Creating the Scan File¶
The basic premise of the twscan tool is that a parameter scan can be carried out by letting some set of #define constants vary from one simulation to another. The particular constants and how they vary are defined by a scan file (a serialized Python dictionary), which the user must create. A simple example follows:
import json
import numpy as np
# set up a 2D parameter space
# we could have any number of parameters varying, but will use 2 in this example
dims = (5,5) # parameter space is a 5x5 grid
param1_key = '$a0' # some amplitude referenced in the input file
param2_key = '$t0' # some pulse duration referenced in the input file
param1_vals = np.linspace(0,1,dims[0])
param2_vals = np.linspace(3,10,dims[1])
# create the dictionary
# N.b. numpy arrays are converted to lists so they can be serialized
scan = {}
scan[param1_key] = np.outer(param1_vals,np.ones(dims[1])).tolist()
scan[param2_key] = np.outer(np.ones(dims[0]),param2_vals).tolist()
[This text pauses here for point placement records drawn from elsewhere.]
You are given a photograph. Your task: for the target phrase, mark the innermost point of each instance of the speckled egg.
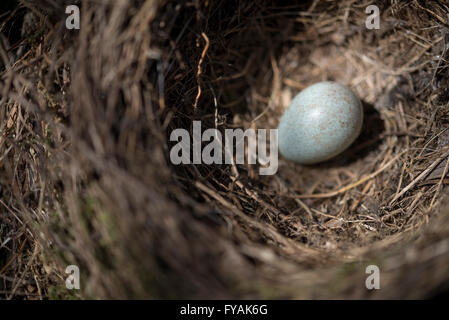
(321, 122)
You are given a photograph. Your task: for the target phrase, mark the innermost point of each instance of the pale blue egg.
(321, 122)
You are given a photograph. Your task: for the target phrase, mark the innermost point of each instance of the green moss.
(60, 292)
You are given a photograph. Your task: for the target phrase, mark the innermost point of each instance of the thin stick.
(420, 177)
(352, 185)
(203, 54)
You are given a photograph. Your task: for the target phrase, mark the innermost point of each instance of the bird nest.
(87, 178)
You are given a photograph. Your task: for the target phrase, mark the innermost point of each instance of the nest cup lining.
(99, 107)
(346, 202)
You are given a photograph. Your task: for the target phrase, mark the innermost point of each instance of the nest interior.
(86, 175)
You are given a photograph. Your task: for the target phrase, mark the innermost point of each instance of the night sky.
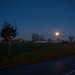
(43, 17)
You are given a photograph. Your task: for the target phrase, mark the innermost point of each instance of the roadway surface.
(63, 66)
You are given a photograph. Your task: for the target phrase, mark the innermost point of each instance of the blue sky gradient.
(43, 17)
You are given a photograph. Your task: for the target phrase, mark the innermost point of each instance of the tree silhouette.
(8, 32)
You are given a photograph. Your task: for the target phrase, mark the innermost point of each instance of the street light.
(57, 35)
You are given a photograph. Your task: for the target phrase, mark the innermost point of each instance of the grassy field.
(26, 53)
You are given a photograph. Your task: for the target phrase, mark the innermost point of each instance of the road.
(63, 66)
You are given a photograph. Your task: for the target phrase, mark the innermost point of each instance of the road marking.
(70, 72)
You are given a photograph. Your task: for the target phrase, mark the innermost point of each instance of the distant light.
(57, 33)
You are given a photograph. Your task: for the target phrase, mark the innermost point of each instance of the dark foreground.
(64, 66)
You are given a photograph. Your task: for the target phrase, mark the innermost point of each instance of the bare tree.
(8, 32)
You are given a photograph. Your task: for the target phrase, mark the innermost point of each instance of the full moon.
(57, 33)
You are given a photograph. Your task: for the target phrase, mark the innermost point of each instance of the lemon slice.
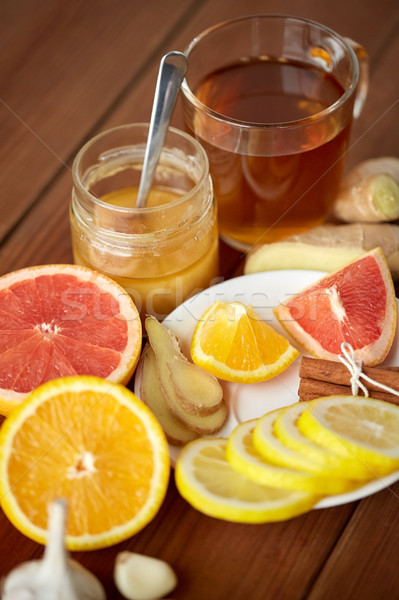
(365, 428)
(210, 484)
(243, 456)
(287, 431)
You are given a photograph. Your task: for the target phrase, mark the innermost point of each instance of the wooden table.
(71, 69)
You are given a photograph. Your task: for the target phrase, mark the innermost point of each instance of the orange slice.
(93, 443)
(232, 342)
(355, 304)
(61, 320)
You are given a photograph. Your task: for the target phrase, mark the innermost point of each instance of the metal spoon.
(171, 72)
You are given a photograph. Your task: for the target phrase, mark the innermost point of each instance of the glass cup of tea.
(271, 98)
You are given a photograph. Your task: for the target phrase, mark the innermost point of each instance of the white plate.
(264, 291)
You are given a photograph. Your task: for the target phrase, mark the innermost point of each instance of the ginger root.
(327, 248)
(185, 403)
(369, 192)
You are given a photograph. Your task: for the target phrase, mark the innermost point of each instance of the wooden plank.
(279, 560)
(214, 558)
(66, 66)
(364, 562)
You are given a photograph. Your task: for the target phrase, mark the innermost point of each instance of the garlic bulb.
(55, 576)
(140, 577)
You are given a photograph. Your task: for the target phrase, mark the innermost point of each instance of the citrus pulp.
(61, 320)
(93, 443)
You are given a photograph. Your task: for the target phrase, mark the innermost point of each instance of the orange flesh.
(248, 344)
(57, 325)
(102, 468)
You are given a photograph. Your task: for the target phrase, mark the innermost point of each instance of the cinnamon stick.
(309, 389)
(335, 372)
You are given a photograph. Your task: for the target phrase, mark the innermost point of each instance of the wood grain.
(69, 70)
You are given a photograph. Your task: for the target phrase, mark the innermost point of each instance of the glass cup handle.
(363, 84)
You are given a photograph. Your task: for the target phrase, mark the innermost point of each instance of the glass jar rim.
(78, 181)
(191, 97)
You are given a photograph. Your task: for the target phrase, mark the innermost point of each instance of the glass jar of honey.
(160, 254)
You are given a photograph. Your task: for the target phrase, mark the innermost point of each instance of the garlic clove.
(140, 577)
(55, 575)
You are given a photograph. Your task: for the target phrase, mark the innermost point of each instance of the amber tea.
(262, 198)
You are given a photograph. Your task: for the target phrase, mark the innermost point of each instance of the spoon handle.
(171, 72)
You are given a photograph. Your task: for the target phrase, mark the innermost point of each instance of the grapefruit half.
(355, 304)
(59, 320)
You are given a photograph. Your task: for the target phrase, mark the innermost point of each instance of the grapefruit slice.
(60, 320)
(355, 304)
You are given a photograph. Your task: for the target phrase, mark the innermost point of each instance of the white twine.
(348, 358)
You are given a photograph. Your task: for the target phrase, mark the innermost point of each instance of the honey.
(163, 253)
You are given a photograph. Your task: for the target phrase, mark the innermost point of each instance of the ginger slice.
(327, 248)
(166, 347)
(199, 392)
(152, 395)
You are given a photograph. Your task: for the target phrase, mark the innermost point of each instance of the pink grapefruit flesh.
(59, 320)
(356, 304)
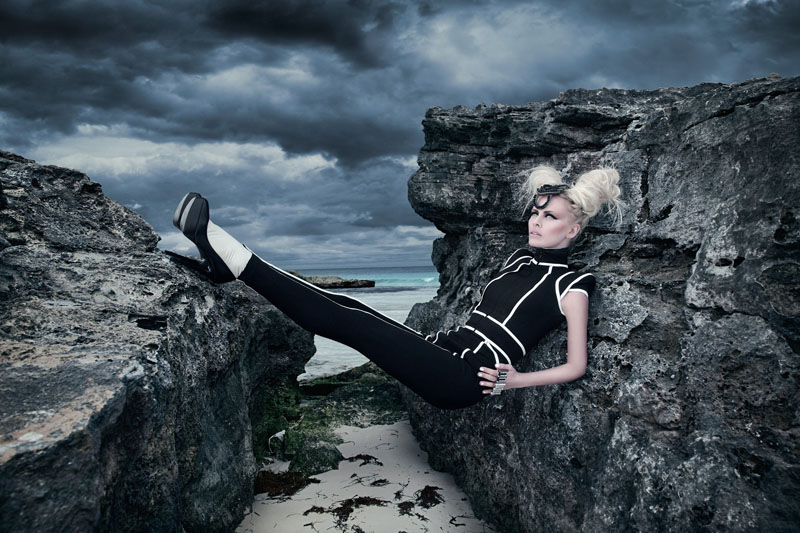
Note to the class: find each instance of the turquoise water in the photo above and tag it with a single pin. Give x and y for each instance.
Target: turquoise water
(396, 290)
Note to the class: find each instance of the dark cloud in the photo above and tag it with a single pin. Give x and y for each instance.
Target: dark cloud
(354, 30)
(299, 118)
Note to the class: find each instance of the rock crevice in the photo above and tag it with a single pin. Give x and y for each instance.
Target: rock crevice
(126, 381)
(688, 417)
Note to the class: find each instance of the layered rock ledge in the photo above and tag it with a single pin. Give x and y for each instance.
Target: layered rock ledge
(688, 417)
(128, 385)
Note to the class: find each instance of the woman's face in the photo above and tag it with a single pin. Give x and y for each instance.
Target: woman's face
(553, 226)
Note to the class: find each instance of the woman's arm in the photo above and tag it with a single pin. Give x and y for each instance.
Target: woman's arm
(576, 310)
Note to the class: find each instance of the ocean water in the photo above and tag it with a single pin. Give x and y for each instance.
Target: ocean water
(396, 290)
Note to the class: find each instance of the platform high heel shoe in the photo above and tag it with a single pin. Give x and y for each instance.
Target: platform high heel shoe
(224, 256)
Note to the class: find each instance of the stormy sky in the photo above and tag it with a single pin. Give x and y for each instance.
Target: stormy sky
(300, 120)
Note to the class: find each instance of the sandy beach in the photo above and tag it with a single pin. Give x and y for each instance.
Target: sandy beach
(384, 484)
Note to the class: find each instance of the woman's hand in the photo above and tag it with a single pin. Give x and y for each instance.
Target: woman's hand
(489, 377)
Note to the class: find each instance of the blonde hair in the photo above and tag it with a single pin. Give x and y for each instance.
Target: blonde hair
(591, 191)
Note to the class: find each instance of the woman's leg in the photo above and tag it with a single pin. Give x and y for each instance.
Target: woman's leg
(439, 377)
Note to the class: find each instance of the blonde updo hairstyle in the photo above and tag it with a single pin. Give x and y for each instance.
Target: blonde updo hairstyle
(591, 192)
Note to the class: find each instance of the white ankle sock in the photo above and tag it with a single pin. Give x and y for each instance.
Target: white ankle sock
(233, 253)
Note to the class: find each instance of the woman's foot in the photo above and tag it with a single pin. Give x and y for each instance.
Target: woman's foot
(225, 256)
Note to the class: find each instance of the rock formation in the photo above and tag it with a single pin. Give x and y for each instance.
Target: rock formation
(688, 416)
(127, 383)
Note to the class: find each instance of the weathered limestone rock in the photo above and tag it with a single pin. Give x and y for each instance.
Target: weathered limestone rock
(688, 418)
(125, 380)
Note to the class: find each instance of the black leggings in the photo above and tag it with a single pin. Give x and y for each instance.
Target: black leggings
(439, 377)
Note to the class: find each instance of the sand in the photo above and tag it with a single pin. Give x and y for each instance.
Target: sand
(394, 491)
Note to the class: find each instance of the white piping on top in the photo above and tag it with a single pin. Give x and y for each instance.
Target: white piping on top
(492, 346)
(519, 302)
(508, 265)
(510, 333)
(569, 289)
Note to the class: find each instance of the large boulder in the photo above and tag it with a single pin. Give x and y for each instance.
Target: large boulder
(688, 417)
(126, 380)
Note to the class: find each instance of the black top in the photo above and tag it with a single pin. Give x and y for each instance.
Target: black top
(518, 307)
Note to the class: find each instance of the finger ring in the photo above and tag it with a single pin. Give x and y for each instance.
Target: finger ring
(500, 384)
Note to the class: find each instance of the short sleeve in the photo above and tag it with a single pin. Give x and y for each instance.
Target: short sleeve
(575, 282)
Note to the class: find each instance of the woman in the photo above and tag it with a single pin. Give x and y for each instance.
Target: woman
(530, 295)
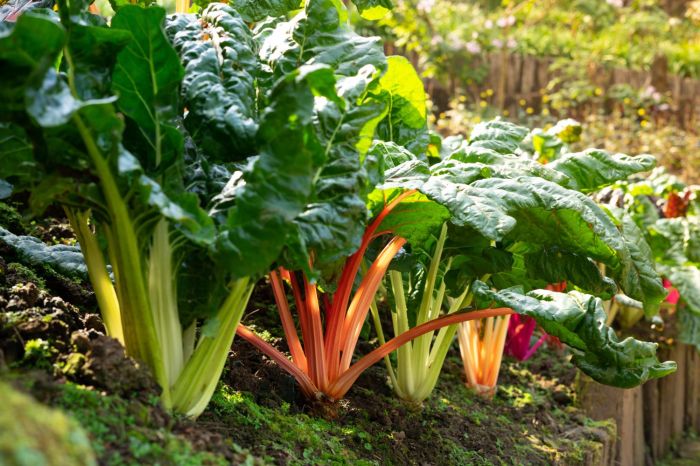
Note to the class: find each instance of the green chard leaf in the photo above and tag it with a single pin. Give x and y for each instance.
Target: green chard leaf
(373, 9)
(402, 89)
(256, 10)
(594, 169)
(64, 259)
(578, 320)
(500, 136)
(147, 80)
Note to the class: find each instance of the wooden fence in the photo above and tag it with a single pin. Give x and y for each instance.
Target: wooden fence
(516, 77)
(650, 419)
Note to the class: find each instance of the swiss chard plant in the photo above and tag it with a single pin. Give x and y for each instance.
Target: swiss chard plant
(187, 161)
(516, 226)
(665, 212)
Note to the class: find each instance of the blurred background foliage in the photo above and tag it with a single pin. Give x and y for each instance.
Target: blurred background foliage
(629, 70)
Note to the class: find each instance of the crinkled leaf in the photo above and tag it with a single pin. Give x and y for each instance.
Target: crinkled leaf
(554, 266)
(579, 321)
(64, 259)
(506, 165)
(147, 79)
(332, 225)
(28, 49)
(594, 169)
(373, 9)
(638, 277)
(16, 157)
(320, 35)
(498, 135)
(220, 60)
(276, 186)
(255, 10)
(402, 89)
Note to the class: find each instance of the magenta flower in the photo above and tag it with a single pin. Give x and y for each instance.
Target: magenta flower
(673, 294)
(520, 331)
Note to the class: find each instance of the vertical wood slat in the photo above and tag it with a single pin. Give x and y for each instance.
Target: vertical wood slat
(525, 75)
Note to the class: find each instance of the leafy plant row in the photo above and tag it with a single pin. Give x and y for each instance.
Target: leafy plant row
(197, 153)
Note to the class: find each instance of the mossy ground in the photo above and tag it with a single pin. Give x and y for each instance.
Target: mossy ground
(258, 414)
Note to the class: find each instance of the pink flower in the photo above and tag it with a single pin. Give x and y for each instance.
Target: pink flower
(520, 331)
(673, 294)
(473, 47)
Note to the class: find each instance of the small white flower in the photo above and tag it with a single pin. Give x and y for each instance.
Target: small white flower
(473, 47)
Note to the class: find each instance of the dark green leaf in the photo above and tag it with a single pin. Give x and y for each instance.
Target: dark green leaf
(147, 79)
(579, 321)
(594, 169)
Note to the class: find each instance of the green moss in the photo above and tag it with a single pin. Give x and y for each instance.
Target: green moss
(34, 435)
(11, 219)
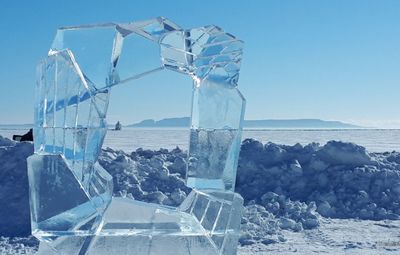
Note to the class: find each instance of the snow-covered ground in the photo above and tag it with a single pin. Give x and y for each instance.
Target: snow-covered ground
(331, 199)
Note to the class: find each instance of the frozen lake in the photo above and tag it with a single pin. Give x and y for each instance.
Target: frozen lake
(129, 139)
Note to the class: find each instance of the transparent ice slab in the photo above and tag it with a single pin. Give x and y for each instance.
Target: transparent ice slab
(72, 208)
(204, 224)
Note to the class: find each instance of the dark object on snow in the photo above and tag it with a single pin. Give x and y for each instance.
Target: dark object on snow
(118, 126)
(26, 137)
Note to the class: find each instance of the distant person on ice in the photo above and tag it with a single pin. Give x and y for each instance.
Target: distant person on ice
(26, 137)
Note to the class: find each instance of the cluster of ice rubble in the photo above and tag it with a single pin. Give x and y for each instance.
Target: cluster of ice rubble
(284, 187)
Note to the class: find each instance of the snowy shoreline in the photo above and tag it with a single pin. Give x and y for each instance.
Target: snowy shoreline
(289, 191)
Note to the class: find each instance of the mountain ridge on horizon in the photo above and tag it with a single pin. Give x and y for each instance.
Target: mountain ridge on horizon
(265, 123)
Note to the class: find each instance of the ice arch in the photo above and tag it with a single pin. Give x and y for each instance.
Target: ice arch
(71, 194)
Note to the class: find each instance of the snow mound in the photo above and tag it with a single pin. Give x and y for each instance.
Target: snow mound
(343, 179)
(286, 188)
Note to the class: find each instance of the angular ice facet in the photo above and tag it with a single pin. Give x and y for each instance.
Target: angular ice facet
(72, 208)
(59, 202)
# serialize the dictionary and write to disk
# you may replace the filename with one of your own choice
with open('tw_scan_file.json','w') as f:
json.dump(scan,f)
Running Parallel-Serial Scans¶
Navigate to the directory where the scan file is located. Copy the input file to the same directory. The input file should have the parameter keys as #define constants. These constants can be used as many times in the input file as desired. Then type
twscan scan_file -i input_file -n mpi_tasks -c threads --dry-run
The --dry-run argument causes the tool to create the set of run directories without actually running the jobs. Check inside a sampling of the directories to see if the input file #define constants have been set up as expected. If everything appears correct, type
twscan scan_file -i input_file -n mpi_tasks -c threads
The jobs should run in sequence, and diagnostic outputs for a given job will appear in its directory. Post-processing of the data set is up to the user. However, most post-processing scripts will want to load the scan file:
import json
import numpy as np
# Keys we expect to find in this example
param1_key = '$a0' # some amplitude referenced in the input file
param2_key = '$t0' # some pulse duration referenced in the input file
# read the data into a dictionary
# you may replace the filename with one of your own choice
with open('tw_scan_file.json','w') as f:
scan = json.load(f)
param1_vals = np.array(scan[param1_key])
param2_vals = np.array(scan[param2_key])
Running Parallel-Parallel Scans¶
The process for parallel-parallel scans is similar to that of parallel-serial, except that command line arguments are different, and the working directory also needs a job script. As of this writing, the tool understands PBS and SLURM job scripts. In order to test the scan, type
twscan scan_file -i input_file -l launch --submit sub --script script --dry-run
Here, launch is an MPI launcher such as aprun, sub is a job submission command such as qsub, and script is the name of the job script. Note that the parallel parameters are not given as command line options, instead they are expected to be in the job script. Inspect the job directories, and if everything looks correct, type
twscan scan_file -i input_file -l launch --submit sub --script script
The jobs will be put into the queue in order.